CNN Interpretation with CAM

#hide
! [ -e /content ] && pip install -Uqq fastbook
import fastbook
fastbook.setup_book()
#hide
from fastbook import *

CAM and Hooks

path = untar_data(URLs.PETS)/'images'
def is_cat(x): return x[0].isupper()
dls = ImageDataLoaders.from_name_func(
    path, get_image_files(path), valid_pct=0.2, seed=21,
    label_func=is_cat, item_tfms=Resize(224))
learn = vision_learner(dls, resnet34, metrics=error_rate)
learn.fine_tune(1)
img = PILImage.create(image_cat())
x, = first(dls.test_dl([img]))
class Hook():
    def hook_func(self, m, i, o): self.stored = o.detach().clone()
hook_output = Hook()
hook = learn.model[0].register_forward_hook(hook_output.hook_func)
with torch.no_grad(): output = learn.model.eval()(x)
act = hook_output.stored[0]
F.softmax(output, dim=-1)
dls.vocab
x.shape
cam_map = torch.einsum('ck,kij->cij', learn.model[1][-1].weight, act)
cam_map.shape
x_dec = TensorImage(dls.train.decode((x,))[0][0])
_,ax = plt.subplots()
x_dec.show(ctx=ax)
ax.imshow(cam_map[1].detach().cpu(), alpha=0.6, extent=(0,224,224,0),
              interpolation='bilinear', cmap='magma');
hook.remove()
class Hook():
    def __init__(self, m):
        self.hook = m.register_forward_hook(self.hook_func)   
    def hook_func(self, m, i, o): self.stored = o.detach().clone()
    def __enter__(self, *args): return self
    def __exit__(self, *args): self.hook.remove()
with Hook(learn.model[0]) as hook:
    with torch.no_grad(): output = learn.model.eval()(x.cuda())
    act = hook.stored

Gradient CAM

class HookBwd():
    def __init__(self, m):
        self.hook = m.register_backward_hook(self.hook_func)   
    def hook_func(self, m, gi, go): self.stored = go[0].detach().clone()
    def __enter__(self, *args): return self
    def __exit__(self, *args): self.hook.remove()
cls = 1
with HookBwd(learn.model[0]) as hookg:
    with Hook(learn.model[0]) as hook:
        output = learn.model.eval()(x.cuda())
        act = hook.stored
    output[0,cls].backward()
    grad = hookg.stored
w = grad[0].mean(dim=[1,2], keepdim=True)
cam_map = (w * act[0]).sum(0)
_,ax = plt.subplots()
x_dec.show(ctx=ax)
ax.imshow(cam_map.detach().cpu(), alpha=0.6, extent=(0,224,224,0),
              interpolation='bilinear', cmap='magma');
with HookBwd(learn.model[0][-2]) as hookg:
    with Hook(learn.model[0][-2]) as hook:
        output = learn.model.eval()(x.cuda())
        act = hook.stored
    output[0,cls].backward()
    grad = hookg.stored
w = grad[0].mean(dim=[1,2], keepdim=True)
cam_map = (w * act[0]).sum(0)
_,ax = plt.subplots()
x_dec.show(ctx=ax)
ax.imshow(cam_map.detach().cpu(), alpha=0.6, extent=(0,224,224,0),
              interpolation='bilinear', cmap='magma');

Conclusion

Questionnaire

  1. What is a “hook” in PyTorch?
  2. Which layer does CAM use the outputs of?
  3. Why does CAM require a hook?
  4. Look at the source code of the ActivationStats class and see how it uses hooks.
  5. Write a hook that stores the activations of a given layer in a model (without peeking, if possible).
  6. Why do we call eval before getting the activations?
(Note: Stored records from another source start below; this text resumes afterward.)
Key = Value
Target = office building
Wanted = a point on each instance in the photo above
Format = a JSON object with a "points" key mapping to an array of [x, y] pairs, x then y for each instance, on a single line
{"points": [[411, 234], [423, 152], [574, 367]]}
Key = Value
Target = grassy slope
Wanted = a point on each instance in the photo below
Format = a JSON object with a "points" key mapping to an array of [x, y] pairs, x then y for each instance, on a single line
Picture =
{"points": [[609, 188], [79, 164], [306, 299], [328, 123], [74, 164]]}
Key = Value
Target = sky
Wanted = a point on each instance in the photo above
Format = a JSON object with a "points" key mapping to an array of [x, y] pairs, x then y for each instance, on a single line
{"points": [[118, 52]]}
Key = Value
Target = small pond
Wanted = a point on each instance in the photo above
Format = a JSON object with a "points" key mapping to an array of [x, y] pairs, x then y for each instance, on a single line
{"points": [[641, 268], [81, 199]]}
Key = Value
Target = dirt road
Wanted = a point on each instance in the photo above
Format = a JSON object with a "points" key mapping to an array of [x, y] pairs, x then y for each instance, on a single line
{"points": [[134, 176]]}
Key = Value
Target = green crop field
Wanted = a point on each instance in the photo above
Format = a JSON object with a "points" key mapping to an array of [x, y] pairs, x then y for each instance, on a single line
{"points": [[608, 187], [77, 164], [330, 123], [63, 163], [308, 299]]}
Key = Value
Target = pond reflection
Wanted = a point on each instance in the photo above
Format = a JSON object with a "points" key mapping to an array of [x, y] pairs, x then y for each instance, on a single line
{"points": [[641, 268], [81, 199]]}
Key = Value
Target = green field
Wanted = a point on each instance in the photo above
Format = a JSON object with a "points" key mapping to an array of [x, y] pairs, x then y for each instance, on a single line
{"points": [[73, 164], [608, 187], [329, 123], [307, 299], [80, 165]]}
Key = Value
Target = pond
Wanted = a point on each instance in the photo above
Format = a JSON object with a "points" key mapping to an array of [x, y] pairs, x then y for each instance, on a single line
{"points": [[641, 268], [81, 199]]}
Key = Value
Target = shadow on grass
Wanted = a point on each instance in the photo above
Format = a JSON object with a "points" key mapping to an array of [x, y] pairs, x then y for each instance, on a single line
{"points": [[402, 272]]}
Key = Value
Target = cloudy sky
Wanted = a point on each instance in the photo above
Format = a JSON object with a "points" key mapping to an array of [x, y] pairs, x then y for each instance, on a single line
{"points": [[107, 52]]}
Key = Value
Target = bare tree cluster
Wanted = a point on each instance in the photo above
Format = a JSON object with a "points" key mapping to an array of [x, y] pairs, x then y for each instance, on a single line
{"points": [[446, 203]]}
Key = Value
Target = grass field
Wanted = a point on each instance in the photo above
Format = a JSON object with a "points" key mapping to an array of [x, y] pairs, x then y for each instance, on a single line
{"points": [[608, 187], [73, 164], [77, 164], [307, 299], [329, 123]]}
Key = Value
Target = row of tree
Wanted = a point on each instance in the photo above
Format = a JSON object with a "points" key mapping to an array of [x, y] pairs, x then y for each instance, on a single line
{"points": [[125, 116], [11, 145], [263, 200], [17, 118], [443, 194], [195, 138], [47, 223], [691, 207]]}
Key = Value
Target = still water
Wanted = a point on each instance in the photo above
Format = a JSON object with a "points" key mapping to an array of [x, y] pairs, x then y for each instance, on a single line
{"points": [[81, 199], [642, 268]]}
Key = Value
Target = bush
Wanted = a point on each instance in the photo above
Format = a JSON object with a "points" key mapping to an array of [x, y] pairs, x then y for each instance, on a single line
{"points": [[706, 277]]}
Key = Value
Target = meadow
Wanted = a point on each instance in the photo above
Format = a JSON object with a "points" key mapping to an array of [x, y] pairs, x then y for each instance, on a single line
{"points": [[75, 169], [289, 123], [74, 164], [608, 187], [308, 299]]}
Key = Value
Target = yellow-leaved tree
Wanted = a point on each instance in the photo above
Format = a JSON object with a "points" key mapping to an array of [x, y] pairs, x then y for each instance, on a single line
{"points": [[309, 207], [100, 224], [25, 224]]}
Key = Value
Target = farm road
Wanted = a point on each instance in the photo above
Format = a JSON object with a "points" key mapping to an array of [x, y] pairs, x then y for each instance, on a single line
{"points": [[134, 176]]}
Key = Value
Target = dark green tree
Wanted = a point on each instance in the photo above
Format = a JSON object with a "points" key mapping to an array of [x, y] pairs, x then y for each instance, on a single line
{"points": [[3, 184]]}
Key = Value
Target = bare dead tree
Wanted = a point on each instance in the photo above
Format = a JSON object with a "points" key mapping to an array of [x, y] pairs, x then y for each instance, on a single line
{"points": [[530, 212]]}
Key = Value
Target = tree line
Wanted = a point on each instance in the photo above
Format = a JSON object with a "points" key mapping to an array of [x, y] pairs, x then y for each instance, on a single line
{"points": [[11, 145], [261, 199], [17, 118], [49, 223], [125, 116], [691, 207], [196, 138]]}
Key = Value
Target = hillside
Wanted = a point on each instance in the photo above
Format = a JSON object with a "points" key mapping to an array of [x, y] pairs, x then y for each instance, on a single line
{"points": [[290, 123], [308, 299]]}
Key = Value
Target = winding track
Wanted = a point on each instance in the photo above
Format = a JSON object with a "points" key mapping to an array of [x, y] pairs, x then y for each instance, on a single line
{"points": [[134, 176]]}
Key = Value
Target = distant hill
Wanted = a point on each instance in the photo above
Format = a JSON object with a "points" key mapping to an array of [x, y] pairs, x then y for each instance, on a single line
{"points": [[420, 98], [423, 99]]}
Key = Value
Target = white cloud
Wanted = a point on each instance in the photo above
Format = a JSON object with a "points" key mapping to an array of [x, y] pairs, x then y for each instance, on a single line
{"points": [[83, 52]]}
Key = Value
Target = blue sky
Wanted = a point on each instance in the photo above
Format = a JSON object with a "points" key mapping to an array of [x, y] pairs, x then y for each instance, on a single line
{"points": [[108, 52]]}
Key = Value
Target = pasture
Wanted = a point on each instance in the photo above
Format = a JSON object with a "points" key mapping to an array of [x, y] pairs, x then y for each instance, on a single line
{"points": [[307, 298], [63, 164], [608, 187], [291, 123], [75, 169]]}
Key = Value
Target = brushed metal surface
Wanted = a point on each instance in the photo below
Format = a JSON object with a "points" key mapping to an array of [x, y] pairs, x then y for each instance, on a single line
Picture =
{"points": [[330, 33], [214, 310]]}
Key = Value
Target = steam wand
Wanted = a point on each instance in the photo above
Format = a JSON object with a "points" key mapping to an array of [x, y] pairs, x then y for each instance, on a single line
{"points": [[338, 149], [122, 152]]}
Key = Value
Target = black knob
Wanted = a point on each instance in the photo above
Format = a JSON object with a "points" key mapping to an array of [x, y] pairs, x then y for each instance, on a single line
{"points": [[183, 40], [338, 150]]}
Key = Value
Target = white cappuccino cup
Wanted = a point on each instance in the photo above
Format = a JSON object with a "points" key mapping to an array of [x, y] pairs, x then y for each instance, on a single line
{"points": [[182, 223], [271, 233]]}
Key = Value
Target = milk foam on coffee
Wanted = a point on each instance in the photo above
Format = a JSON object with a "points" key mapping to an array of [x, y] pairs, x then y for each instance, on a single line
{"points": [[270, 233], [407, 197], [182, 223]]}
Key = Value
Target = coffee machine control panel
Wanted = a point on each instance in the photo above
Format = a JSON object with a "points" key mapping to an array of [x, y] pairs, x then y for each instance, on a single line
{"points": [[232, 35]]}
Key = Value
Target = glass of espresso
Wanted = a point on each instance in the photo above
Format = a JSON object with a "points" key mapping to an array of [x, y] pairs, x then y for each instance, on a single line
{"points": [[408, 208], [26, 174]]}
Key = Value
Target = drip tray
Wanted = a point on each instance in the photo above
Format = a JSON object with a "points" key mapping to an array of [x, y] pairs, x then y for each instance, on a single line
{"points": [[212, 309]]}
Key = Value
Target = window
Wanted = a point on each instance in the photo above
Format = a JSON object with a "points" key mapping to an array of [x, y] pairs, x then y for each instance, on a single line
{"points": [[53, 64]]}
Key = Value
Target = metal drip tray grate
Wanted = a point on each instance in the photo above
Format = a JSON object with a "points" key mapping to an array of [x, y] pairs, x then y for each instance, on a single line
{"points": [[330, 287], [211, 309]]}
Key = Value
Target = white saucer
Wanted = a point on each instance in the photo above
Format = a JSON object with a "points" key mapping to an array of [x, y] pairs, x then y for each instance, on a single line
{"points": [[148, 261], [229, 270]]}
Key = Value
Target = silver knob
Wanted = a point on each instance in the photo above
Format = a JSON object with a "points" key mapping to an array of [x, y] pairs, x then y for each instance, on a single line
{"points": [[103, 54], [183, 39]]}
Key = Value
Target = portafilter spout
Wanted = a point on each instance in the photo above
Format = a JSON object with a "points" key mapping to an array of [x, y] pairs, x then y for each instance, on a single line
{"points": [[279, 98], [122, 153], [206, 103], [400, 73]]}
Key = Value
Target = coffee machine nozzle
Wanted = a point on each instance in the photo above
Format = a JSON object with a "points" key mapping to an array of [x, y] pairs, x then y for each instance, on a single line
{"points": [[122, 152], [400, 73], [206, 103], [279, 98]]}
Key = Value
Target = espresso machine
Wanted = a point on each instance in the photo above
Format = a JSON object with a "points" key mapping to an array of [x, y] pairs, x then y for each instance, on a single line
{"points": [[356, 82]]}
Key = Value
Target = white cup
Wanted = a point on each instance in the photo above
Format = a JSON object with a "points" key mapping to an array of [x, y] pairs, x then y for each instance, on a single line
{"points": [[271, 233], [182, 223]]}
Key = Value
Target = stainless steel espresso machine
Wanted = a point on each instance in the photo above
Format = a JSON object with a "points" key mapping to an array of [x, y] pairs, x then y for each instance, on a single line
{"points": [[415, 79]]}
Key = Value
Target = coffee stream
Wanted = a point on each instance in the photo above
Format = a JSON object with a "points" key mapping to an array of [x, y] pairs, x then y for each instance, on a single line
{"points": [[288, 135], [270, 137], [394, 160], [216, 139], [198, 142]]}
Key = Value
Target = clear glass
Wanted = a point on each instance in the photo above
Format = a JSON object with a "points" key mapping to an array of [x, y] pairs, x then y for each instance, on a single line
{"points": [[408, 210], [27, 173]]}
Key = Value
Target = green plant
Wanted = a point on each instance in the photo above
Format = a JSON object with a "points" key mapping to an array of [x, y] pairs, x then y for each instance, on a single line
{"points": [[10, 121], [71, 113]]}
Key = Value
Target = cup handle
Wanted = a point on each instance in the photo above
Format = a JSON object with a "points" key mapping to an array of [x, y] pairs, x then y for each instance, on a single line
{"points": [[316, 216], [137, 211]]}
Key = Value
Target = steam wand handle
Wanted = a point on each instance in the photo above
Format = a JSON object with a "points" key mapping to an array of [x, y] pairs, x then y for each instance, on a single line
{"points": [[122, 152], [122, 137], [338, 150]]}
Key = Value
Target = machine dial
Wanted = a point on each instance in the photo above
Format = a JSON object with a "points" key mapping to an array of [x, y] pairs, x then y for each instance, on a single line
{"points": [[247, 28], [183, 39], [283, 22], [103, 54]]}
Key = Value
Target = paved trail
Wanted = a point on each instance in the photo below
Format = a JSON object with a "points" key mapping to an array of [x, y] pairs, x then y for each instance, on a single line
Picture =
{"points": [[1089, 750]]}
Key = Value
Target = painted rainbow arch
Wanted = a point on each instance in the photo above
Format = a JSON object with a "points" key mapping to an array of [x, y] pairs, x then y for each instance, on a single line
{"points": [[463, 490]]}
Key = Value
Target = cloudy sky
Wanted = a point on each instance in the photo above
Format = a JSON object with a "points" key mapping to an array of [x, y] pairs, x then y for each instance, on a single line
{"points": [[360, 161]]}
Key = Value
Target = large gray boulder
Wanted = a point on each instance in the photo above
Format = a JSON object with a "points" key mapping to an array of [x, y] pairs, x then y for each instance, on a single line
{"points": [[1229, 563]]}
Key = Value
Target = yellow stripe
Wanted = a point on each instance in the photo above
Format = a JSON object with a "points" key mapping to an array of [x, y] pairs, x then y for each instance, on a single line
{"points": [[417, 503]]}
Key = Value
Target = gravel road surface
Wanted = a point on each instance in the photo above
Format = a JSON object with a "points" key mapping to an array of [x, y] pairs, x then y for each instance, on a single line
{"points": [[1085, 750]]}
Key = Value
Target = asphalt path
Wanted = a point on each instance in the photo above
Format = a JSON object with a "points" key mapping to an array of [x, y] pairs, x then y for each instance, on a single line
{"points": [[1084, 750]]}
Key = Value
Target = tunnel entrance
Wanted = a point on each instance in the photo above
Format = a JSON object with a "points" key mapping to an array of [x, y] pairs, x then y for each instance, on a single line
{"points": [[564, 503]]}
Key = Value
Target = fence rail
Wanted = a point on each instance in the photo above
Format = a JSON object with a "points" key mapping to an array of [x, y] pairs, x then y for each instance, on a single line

Why do we use no_grad?
  7. Use torch.einsum to compute the “dog” or “cat” score of each of the locations in the last activation of the body of the model.
  8. How do you check which order the categories are in (i.e., the correspondence of index->category)?
  9. Why are we using decode when displaying the input image?
  10. What is a “context manager”? What special methods need to be defined to create one?
  11. Why can’t we use plain CAM for the inner layers of a network?
  12. Why do we need to register a hook on the backward pass in order to do Grad-CAM?
  13. Why can’t we call output.backward() when output is a rank-2 tensor of output activations per image per class?

Further Research

  1. Try removing keepdim and see what happens. Look up this parameter in the PyTorch docs. Why do we need it in this notebook?
  2. Create a notebook like this one, but for NLP, and use it to find which words in a movie review are most significant in assessing the sentiment of a particular movie review.